Recent calm in the Japanese equity and bond markets has led analysts to conclude that the Bank of Japan (BOJ) will not take bold action at its two-day meeting starting Wednesday.
However - in the absence of further policy action and stress in Asian financial markets over concerns that the U.S. Federal Reserve will soon taper its bond purchases - the BOJ could add to its $1.4 trillion stimulus announced in April, in the coming months.
"The recent calm in the markets will have increased the bank's confidence to keep its monetary policy steady at Wednesday's meeting," said Martin Schulz, senior economist at the Fujitsu Research Institute. "But they [the BOJ] could act again, if there was additional stress in the Asian markets," added Schulz.
(Read More: Kuroda Claims Success for Bank of Japan's Stimulus)
Prime Minister Shinzo Abe's radical plans to overhaul the Japanese economy, unveiled in mid-November last year, which include three arrows - aggressive monetary policy, fiscal stimulus and structural reform - have helped propel the Nikkei 66 percent higher and weaken the yen against the dollar by around 26 percent.
However, the Nikkei saw a sharp correction in recent months, falling 20 percent in the last week of May through to mid-June, amid the tapering panic. It has now recovered roughly 14 percent.
Schulz said another crucial factor for the BOJ going forward will be the outcome of the elections to the upper house of parliament on July 21. Abe is broadly expected to gain a majority, but if he fails to push through widely anticipated reforms quickly, the central bank may take action to reassure markets.
(Read More: How a Big Election Win for Abe Could Defeat Reforms)
"If the strengthened Abe government falls short on swift additions to the 'third arrow' of structural reforms by [not] announcing corporate tax cuts and deregulation, the BOJ might have to add additional stimulus to keep market sentiment from deteriorating fast," he added.
Junko Nishioka, chief Japan economist at the Royal Bank of Scotland also ruled out any action at Wednesday's meeting, arguing that the bank should be confident with the progress made in the Japanese economy. However, she acknowledged that the bank's next move was likely to be a bold one, rather than an incremental change.
"As the BOJ's outlook becomes more realistic, it will become more probable that the BOJ only takes a one-off big step as it did on April 4, rather than taking gradual steps," said Nishioka.
(Read More: Is an Overconfident BOJ to Blame for Market Woes?)

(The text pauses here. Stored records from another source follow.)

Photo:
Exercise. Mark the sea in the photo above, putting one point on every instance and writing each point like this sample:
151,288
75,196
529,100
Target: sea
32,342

Since the central bank first unveiled its "bazooka" in April, the subsequent BOJ meetings have lacked any strong action. Market watchers were particularly disappointed last month, after it was expected the bank would take action to calm market volatility.

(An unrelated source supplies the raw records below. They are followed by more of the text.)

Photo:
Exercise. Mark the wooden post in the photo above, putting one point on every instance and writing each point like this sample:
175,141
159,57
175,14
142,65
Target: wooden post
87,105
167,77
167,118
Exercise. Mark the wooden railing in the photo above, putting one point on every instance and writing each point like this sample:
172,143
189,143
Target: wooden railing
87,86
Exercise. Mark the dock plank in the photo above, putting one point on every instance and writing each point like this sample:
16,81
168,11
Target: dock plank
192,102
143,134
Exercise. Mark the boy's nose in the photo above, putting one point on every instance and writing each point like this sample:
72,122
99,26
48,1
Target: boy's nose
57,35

Kenji Abe, equity strategist at Citigroup Global Markets, said the BOJ was not likely to take action to stimulate the economy until October, when the next economic assessment was due.
(Read More: Latest Data Help Allay Doubts Over Japan's Policies)
He added that then the BOJ would "admit it's not going to meet its inflation goal of reaching 2 percent by the end of fiscal 2014 [which ends in March], and is therefore likely to ease monetary policy further."
In May Japan's core consumer prices did not fall for the first time in seven months. Meanwhile, the economy grew 1 percent in the first quarter from the previous quarter, translating into annualized growth of 4.1 percent.